Verslagen en vrij proza

Coulissenlandschap bij Oirschot
Coulissenlandschap bij Oirschot

Staub.

Op dit, het moment van schrijven, is het 4 mei, zondagmorgen kwart voor tien. Een week geleden stonden we na een kort inzingkwartiertje af te wachten hoeveel gelovige zangliefhebbers onze uitvoering van Schuberts Deutsche Messe zouden komen beluisteren. Gezien het prachtige weer viel dat reuze mee. Het honderdtal gelovigen op een gewone zondag zal de pastoor tevredengesteld hebben.

De Deutsche Messe. Hoe vaker ik het werk heb gerepeteerd, hoe meer ik me erover verwonderde. De 18de-eeuwse teksten zijn voor de doorsnee-gelovige, ook de Duitse, ouderwets en druipend van piëtistische vroomheid. Herr und Heiland, Schuld en Huld, Freude en Liebe, Herz en Schmerz. En vol ontoegankelijke, mysterieuze uitdrukkingen: Und alles regt und reget sich. (En alles beweegt en beweegt zich?😳 ) Was kann dafür ich Staub Dir geben? (God weet welke associaties dit bij de eenvoudige huisvrouw heeft opgeroepen.)

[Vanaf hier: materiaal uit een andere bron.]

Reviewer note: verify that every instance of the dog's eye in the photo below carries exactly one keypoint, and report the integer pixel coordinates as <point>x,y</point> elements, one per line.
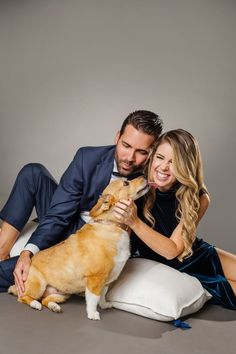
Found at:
<point>125,183</point>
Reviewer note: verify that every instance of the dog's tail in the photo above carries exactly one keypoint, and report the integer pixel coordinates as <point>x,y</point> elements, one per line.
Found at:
<point>12,290</point>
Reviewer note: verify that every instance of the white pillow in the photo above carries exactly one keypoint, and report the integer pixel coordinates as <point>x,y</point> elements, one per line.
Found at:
<point>156,291</point>
<point>23,238</point>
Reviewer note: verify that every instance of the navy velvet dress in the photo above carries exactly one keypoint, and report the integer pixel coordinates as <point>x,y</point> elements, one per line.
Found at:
<point>204,264</point>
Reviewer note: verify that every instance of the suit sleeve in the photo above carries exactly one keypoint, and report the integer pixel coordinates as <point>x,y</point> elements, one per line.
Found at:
<point>63,207</point>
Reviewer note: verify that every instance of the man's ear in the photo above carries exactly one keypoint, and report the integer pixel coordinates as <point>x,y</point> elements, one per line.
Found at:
<point>117,137</point>
<point>104,203</point>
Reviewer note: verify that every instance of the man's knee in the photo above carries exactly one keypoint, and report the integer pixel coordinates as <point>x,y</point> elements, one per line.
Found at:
<point>32,171</point>
<point>6,273</point>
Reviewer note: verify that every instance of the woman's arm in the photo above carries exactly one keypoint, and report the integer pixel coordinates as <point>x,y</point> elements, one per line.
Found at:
<point>126,211</point>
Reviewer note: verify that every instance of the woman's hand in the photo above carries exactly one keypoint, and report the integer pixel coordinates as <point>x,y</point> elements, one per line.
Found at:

Maar de melodieën zijn eenvoudig, op het saaie af, duidelijk toegesneden op het meezingen door een volle kerk of op de uitvoering door een zelfs middelmatig koor. Simpele akkoorden, gedragen tempo, veel herhaling en een fermate aan het eind van menige tekstregel om zangers en luisteraars weer op adem te laten komen.
De liederen liggen lekker in het gehoor. En daar gaat het om. De kerkganger moet naar huis gaan met in zijn hoofd de muziek die hij onwillekeurig nog eens afdraait met tekst en al. Zo werkt het lied nog beter dan een goede preek.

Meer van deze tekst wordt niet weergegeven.